If you open a technical support ticket with them (requires scheduling a 30min window, Central European Time (UTC+1)), they’ll either clean the drive connectors or swap a part. Sometimes the errors go away completely, sometimes they reduce to once every few seconds. If the latter happens, Hetzner will say that’s within their acceptable limits.

You can run dmesg | grep -i aer to check that all of the errors are corrected.

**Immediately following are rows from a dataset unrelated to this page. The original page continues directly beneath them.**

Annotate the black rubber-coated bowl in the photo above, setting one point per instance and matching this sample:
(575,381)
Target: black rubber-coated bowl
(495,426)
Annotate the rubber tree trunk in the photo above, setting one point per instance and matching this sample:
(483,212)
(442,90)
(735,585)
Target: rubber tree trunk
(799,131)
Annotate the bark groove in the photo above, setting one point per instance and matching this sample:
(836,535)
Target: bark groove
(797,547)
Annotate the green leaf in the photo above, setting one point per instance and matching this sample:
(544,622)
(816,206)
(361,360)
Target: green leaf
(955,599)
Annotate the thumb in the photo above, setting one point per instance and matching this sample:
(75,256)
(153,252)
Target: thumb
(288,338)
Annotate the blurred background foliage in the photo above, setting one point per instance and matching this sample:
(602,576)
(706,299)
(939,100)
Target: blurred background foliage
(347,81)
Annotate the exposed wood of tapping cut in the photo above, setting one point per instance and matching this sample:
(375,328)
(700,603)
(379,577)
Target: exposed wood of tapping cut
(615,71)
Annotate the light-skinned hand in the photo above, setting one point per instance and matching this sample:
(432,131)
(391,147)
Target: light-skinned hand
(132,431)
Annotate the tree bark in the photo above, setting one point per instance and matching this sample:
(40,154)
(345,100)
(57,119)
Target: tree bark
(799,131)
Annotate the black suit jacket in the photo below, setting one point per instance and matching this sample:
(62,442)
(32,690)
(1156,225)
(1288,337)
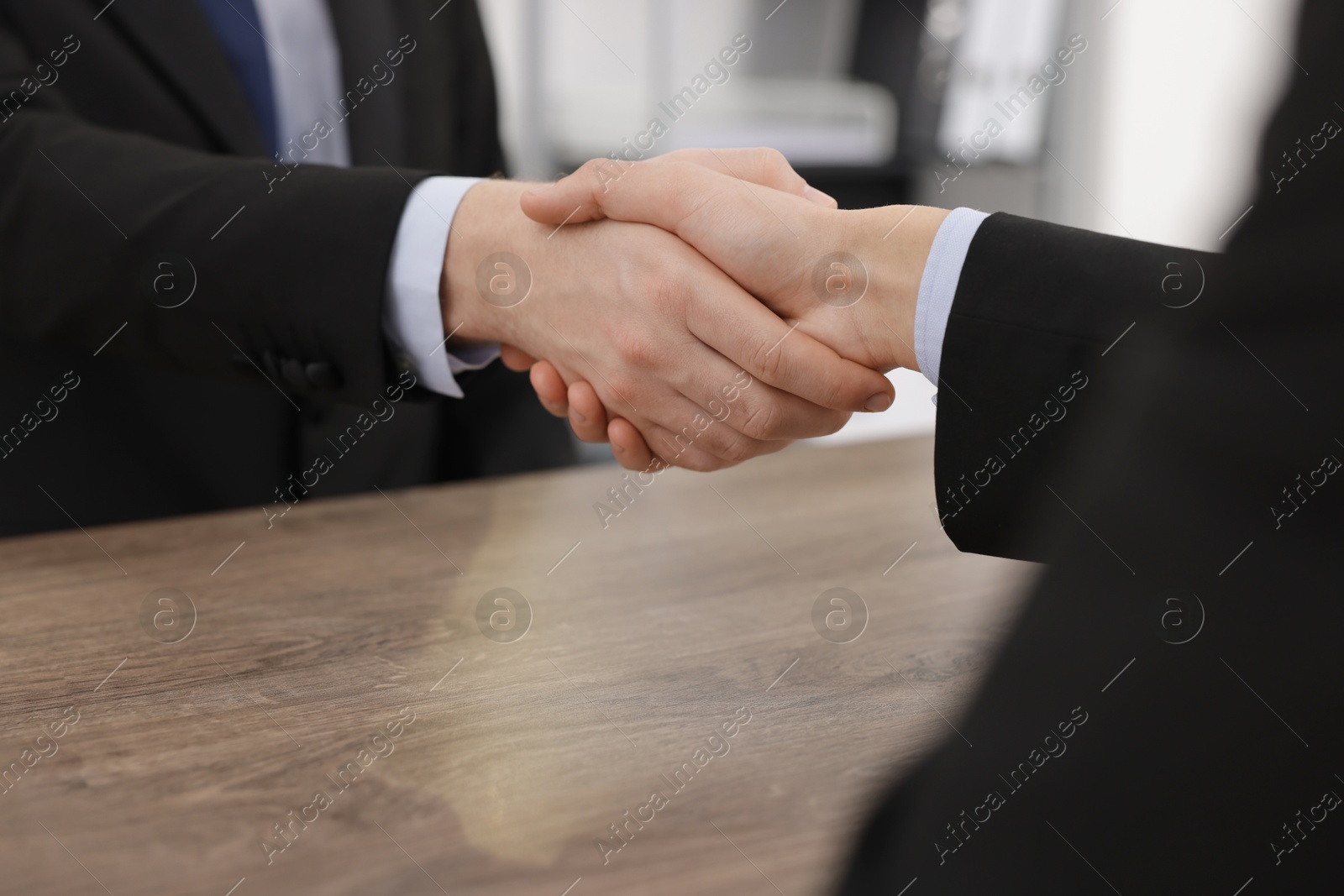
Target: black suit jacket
(1167,715)
(132,170)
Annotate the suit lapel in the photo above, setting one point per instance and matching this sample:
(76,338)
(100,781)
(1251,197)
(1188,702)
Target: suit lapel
(176,36)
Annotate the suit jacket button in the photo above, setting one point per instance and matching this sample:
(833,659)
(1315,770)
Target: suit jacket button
(322,375)
(293,372)
(270,364)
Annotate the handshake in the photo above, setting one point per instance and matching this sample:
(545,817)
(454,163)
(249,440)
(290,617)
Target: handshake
(696,309)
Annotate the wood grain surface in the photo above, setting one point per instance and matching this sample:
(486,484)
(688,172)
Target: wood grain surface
(178,694)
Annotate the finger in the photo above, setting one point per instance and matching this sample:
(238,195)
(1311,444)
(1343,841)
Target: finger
(629,448)
(582,195)
(550,389)
(779,354)
(515,359)
(588,416)
(749,406)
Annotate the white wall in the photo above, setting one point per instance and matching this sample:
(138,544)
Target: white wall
(1186,90)
(1162,132)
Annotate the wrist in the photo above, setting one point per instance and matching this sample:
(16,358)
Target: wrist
(894,244)
(486,273)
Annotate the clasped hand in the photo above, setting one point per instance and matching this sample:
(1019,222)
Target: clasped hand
(696,309)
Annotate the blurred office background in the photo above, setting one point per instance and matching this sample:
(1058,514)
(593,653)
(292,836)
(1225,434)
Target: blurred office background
(1151,132)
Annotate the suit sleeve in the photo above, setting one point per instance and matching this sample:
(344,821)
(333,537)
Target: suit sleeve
(1038,324)
(293,269)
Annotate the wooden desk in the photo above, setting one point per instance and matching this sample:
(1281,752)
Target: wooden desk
(645,638)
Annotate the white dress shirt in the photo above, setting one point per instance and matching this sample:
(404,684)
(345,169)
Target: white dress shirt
(306,74)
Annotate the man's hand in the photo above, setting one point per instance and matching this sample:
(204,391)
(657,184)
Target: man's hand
(848,278)
(665,338)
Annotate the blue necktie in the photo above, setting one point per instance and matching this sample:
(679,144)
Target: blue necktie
(239,27)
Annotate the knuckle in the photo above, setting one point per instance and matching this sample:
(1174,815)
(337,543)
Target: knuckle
(776,167)
(732,446)
(766,360)
(638,349)
(763,421)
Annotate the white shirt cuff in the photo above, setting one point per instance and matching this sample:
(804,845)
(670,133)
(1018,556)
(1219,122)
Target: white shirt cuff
(938,285)
(412,315)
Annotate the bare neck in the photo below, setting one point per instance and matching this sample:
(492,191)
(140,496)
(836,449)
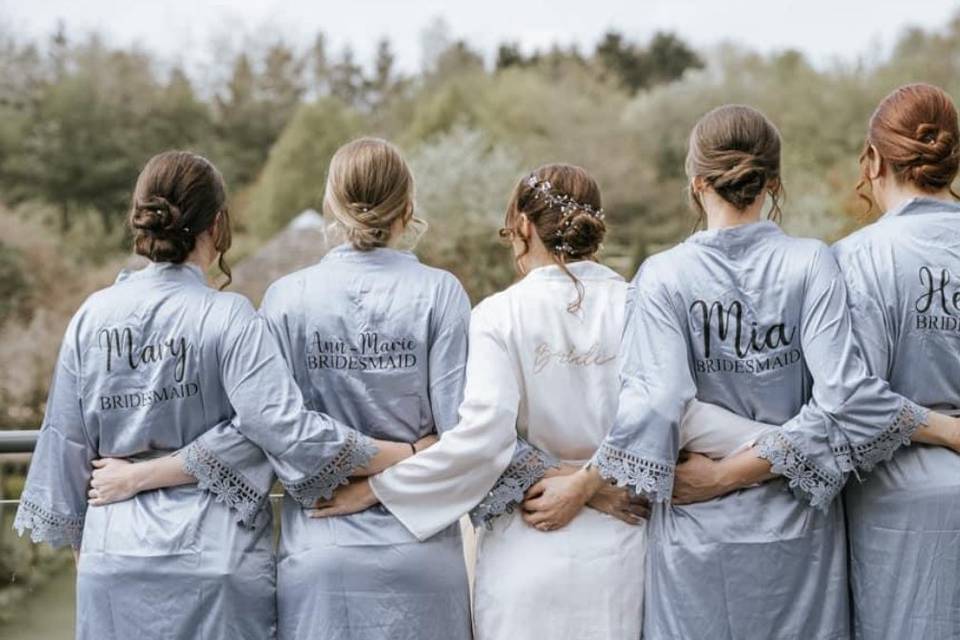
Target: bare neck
(896,195)
(721,214)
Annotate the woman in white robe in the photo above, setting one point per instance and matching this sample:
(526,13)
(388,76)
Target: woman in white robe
(543,365)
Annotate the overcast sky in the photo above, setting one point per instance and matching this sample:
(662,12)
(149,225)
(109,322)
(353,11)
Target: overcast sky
(184,30)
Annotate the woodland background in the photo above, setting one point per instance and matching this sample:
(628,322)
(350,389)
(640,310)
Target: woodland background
(79,117)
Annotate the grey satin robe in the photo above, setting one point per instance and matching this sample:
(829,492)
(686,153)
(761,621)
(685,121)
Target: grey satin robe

[123710.515154] pcieport 0000:00:01.1: AER: Corrected error received: 0000:01:00.0
[123710.675379] pcieport 0000:00:01.1: AER: Corrected error received: 0000:01:00.0
[123710.749724] pcieport 0000:00:01.1: AER: Corrected error received: 0000:01:00.0
[123711.700107] pcieport 0000:00:01.1: AER: Corrected error received: 0000:01:00.0
[123712.160531] pcieport 0000:00:01.3: AER: Corrected error received: 0000:02:00.0
[123712.467374] pcieport 0000:00:01.1: AER: Corrected error received: 0000:01:00.0
[123712.502386] pcieport 0000:00:01.1: AER: Corrected error received: 0000:01:00.0
[123713.109711] pcieport 0000:00:01.1: AER: Corrected error received: 0000:01:00.0
[123713.933761] pcieport 0000:00:01.1: AER: Corrected error received: 0000:01:00.0
[123714.493832] pcieport 0000:00:01.1: AER: Corrected error received: 0000:01:00.0
[123714.951897] pcieport 0000:00:01.1: AER: Corrected error received: 0000:01:00.0
[123716.512362] pcieport 0000:00:01.3: AER: Corrected error received: 0000:02:00.0
[123716.844129] pcieport 0000:00:01.1: AER: Corrected error received: 0000:01:00.0
[123716.991703] pcieport 0000:00:01.1: AER: Corrected error received: 0000:01:00.0
[123717.622934] pcieport 0000:00:01.1: AER: Corrected error received: 0000:01:00.0
[123718.658627] pcieport 0000:00:01.1: AER: Corrected error received: 0000:01:00.0
[123719.577563] pcieport 0000:00:01.1: AER: Corrected error received: 0000:01:00.0
[123720.710414] pcieport 0000:00:01.1: AER: Corrected error received: 0000:01:00.0
[123721.017129] pcieport 0000:00:01.1: AER: Corrected error received: 0000:01:00.0
[123721.065247] pcieport 0000:00:01.1: AER: Corrected error received: 0000:01:00.0

I did find the following on google.

Top Answer

I believe this may be due to PCIe Active State Power Management that is transitioning the link to a lower power state and maybe causing the device to trigger these errors. I believe the device in question is the Sunrise Point-LP PCI Express Root Port.

Try using the pcie_aspm=off boot parameter to see if this stops the messages. Note that this will increase the power consumption of your machine as it disables the power savings.

Interesting. I’ll have to look into that. Thanks!